The agencies noted that about one-third of children in the U.S. are overweight or obese, the Wall Street Journal reported.


Episiotomies Decline in U.S.: Report

Episiotomies in the United States decreased 60 percent between 1997 and 2008, according to a federal government report released Thursday. Episiotomy is a surgical incision to widen the vaginal area during childbirth.

During the same period, the use of forceps during child delivery fell 32 percent, from 14 percent to 10 percent, and the proportion of hospital stays of women who delivered via cesarean section rose by 72 percent, according to the latest News and Numbers from the Agency for Healthcare Research and Quality.

Between 2007 and 2008, the number of hospital stays for childbirth fell from 4.5 million to 4.2 million, after increasing an average of 2 percent a year since 1999.

Of all childbirth hospital stays in 2008, 36 percent were in the South, 26 percent were in the West, 23 percent in the Midwest and 16 percent in the Northeast.


Cheaper Drug as Good as Costly One for Eye Disease: Study

A cheaper drug is as effective as a more expensive drug for treatment of an eye disease that's a leading cause of vision loss in elderly people, according to a new study.

Researchers compared patients with wet macular degeneration who received monthly shots of Avastin ($50 per treatment) or Lucentis ($2,000 per treatment) for one year. Lucentis is approved in the United States for treatment of wet macular degeneration, while Avastin is a cancer drug used off-label by many doctors to treat the eye disease, the Associated Press reported.

Vision improvement was the same for both groups of patients, the study said.

The findings were published online Thursday in the New England Journal of Medicine and will be presented at a meeting this weekend, the AP reported.


Blushing Makes People More Likely to Forgive Mistakes: Study

If you blush after you make a mistake or social gaffe, people are more likely to be more forgiving, a new study suggests.

It included 196 college students who played an online game with a virtual opponent who cooperated in the first round and shared the winnings, but later defected and earned a larger prize than the participants, reported.

After each round, the participants were shown photos of their virtual female opponent with one of four expressions: neutral, neutral with a blush, embarrassment, and embarrassment with a blush.
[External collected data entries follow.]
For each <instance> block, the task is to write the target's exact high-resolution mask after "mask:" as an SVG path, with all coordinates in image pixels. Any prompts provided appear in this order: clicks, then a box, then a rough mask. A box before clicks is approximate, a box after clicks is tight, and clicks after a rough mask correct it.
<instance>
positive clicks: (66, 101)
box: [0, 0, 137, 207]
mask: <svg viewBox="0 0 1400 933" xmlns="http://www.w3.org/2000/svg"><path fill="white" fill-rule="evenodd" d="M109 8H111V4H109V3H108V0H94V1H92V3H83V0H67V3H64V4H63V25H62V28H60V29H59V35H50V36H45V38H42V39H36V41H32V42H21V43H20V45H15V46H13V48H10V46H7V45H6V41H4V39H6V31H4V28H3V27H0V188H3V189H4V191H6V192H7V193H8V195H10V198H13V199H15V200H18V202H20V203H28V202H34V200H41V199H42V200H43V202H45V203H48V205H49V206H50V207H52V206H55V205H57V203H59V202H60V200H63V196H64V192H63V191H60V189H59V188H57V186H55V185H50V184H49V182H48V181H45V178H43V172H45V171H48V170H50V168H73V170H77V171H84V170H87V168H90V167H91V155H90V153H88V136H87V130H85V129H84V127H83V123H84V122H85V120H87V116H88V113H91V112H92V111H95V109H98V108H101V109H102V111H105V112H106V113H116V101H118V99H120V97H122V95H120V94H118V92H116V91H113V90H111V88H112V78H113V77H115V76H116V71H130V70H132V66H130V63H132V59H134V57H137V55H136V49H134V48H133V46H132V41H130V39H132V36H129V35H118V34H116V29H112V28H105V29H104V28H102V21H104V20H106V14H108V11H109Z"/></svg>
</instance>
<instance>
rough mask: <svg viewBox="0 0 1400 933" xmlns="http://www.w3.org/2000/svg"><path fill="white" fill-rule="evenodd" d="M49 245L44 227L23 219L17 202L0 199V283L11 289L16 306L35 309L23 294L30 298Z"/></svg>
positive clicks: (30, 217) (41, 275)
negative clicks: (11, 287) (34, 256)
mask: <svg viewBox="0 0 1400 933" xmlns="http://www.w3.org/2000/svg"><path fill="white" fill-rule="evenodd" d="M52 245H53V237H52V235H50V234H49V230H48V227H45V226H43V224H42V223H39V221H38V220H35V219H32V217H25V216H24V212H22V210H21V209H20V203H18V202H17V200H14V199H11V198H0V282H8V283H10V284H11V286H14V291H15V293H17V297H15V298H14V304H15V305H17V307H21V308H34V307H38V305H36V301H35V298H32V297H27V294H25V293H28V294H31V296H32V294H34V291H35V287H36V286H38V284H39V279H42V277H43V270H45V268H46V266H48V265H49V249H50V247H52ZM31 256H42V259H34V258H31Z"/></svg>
The participants judged the opponent less harshly when she blushed and believed she was less likely to defect again. Blushing even prompted some participants to give the opponent more prize money and a higher honesty rating, reported.

"After you do something wrong, people like you more when you blush," said lead author Corine Dijk, an assistant professor of psychology at the University of Amsterdam in the Netherlands.

The study was published in the April issue of the journal Emotion.